Abstract Type: | Talk Symposium |

## Author/Organizer Information | |

Primary Contact: |
Michael Loverude California State University Fullerton |

## Symposium Specific Information | |

Moderator: | Michael Loverude |

Presentation 1 Title: | Helping Students Make Sense of non-Cartesian Unit Vectors in Upper Level E&M |

Presentation 1 Authors: | Brant E. Hinrichs Department of Physics Drury University |

Presentation 1 Abstract: | An upper level E&M course (i.e. based on Griffiths) involves the extensive integration of vector calculus concepts and notation with abstract physics concepts like field and potential. We hope that students take what they have learned in their math classes and apply it to help represent and make sense of the physics. In 2010 we showed that students at different levels (pre-E&M course, post-E&M course, 1st year graduate students) and in different disciplines (physics, electrical engineering) had great difficulty using non-Cartesian unit vectors appropriately in a particular context.
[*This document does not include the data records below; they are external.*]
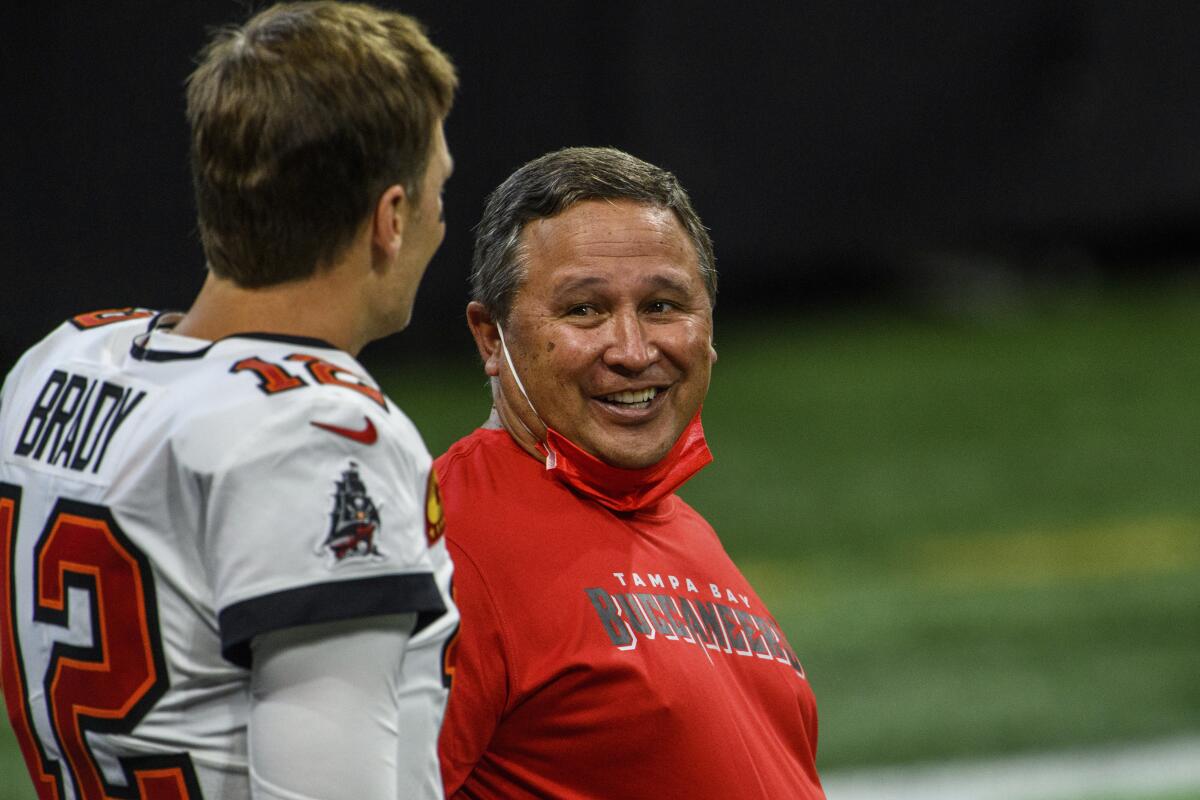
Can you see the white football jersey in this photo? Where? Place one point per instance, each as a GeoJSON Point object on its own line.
{"type": "Point", "coordinates": [166, 499]}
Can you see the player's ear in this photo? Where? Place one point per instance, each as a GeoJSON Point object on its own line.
{"type": "Point", "coordinates": [487, 336]}
{"type": "Point", "coordinates": [388, 222]}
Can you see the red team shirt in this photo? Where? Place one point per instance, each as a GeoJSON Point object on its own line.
{"type": "Point", "coordinates": [607, 655]}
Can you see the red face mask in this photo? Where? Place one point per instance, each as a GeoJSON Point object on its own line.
{"type": "Point", "coordinates": [615, 487]}
{"type": "Point", "coordinates": [627, 489]}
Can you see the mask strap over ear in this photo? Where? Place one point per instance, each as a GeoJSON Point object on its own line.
{"type": "Point", "coordinates": [551, 458]}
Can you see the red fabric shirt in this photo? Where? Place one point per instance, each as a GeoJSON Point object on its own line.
{"type": "Point", "coordinates": [607, 655]}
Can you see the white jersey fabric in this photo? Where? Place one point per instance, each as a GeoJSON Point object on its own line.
{"type": "Point", "coordinates": [163, 500]}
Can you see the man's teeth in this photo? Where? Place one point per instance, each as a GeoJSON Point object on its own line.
{"type": "Point", "coordinates": [641, 396]}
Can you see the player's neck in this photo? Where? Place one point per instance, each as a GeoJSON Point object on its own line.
{"type": "Point", "coordinates": [327, 306]}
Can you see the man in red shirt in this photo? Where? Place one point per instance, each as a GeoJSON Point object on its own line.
{"type": "Point", "coordinates": [609, 645]}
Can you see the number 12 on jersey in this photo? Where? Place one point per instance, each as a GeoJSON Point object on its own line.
{"type": "Point", "coordinates": [105, 686]}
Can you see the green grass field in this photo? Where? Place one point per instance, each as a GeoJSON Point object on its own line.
{"type": "Point", "coordinates": [981, 536]}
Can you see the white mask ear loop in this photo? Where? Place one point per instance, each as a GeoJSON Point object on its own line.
{"type": "Point", "coordinates": [551, 457]}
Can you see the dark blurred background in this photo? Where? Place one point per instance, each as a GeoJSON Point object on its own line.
{"type": "Point", "coordinates": [924, 155]}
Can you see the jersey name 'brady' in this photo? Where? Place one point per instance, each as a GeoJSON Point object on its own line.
{"type": "Point", "coordinates": [81, 414]}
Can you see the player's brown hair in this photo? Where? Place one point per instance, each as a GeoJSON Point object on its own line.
{"type": "Point", "coordinates": [550, 185]}
{"type": "Point", "coordinates": [300, 119]}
Since then we have developed a set of four linked problems that students work on in groups and discuss as a class, to help them confront and resolve some of their difficulties. This talk presents those problems, typical student responses, and three years of post-tests (given on quizzes or exams) that were used to assess their effectiveness. |

Presentation 2 Title: | A tale of two differential length vector constructions in non-Cartesian multivariable systems |

Presentation 2 Authors: | Benjamin Schermerhorn, John Thompson Department of Physics University of Maine |

Presentation 2 Abstract: | Given the significance of vector calculus and non-Cartesian coordinate systems to physics understanding in junior-level Electricity and Magnetism (E&M), the course provides a rich context to explore student understanding and determination of multivariable differential vector elements. Two interview tasks were administered in which students construct differential length elements for a given scenario. In the first task, student pairs reasoned about an unconventional spherical coordinate system. While no pair initially constructed the correct length element, they paid particular attention to the need for multiple components to represent the multiple directions of possible motion. The second task, more aligned with typical E&M problems, asked individual students to determine a differential length vector to calculate the electric potential difference over a spiral path. In contrast to the previous task, students were more likely to acknowledge only the theta component of the differential length vector, ignoring the change in the r-hat direction. |

Presentation 3 Title: | Investigating and addressing student ideas about coordinate systems in the upper division |

Presentation 3 Authors: | Brian Farlow, Warren Christensen Department of Physics North Dakota State University |

Presentation 3 Abstract: | Initial investigations have identified ideas upper-division undergraduate physics students bring to bear while attempting to solve non-Cartesian coordinate system problems. We identify specific resources for unit vectors, resources connecting polar vector elements to Cartesian vector elements, and the orthogonality of basis vectors in various coordinate systems. While not all of these resources are used productively by students, they constitute a set of ideas that can be explicitly addressed through instructional materials. We report on these findings as well as early development of instructional materials intended to promote productive student thinking about non-Cartesian unit and position vectors specifically among junior/senior-level undergraduate students. |

Presentation 4 Title: | Student resources in polar coordinates |

Presentation 4 Authors: | Marlene Vega, Michael Loverude Department of Physics California State University Fullerton |

Presentation 4 Abstract: | In upper-division physics courses students work with various coordinate systems, but research has shown that students are less comfortable with non-Cartesian systems. This study began with a difficulties framework, in which we sought to document difficulties with non-Cartesian coordinates. However, we found that a resources framework allowed us to see more than just the difficulties students have. It allowed us to identify the different pieces of knowledge that the students assemble when answering these physics questions. This study aims to identify different resources students activate when answering questions in various contexts regarding unit vectors in polar coordinates. We will present data from written responses and interviews of students in upper division physics courses at two universities. |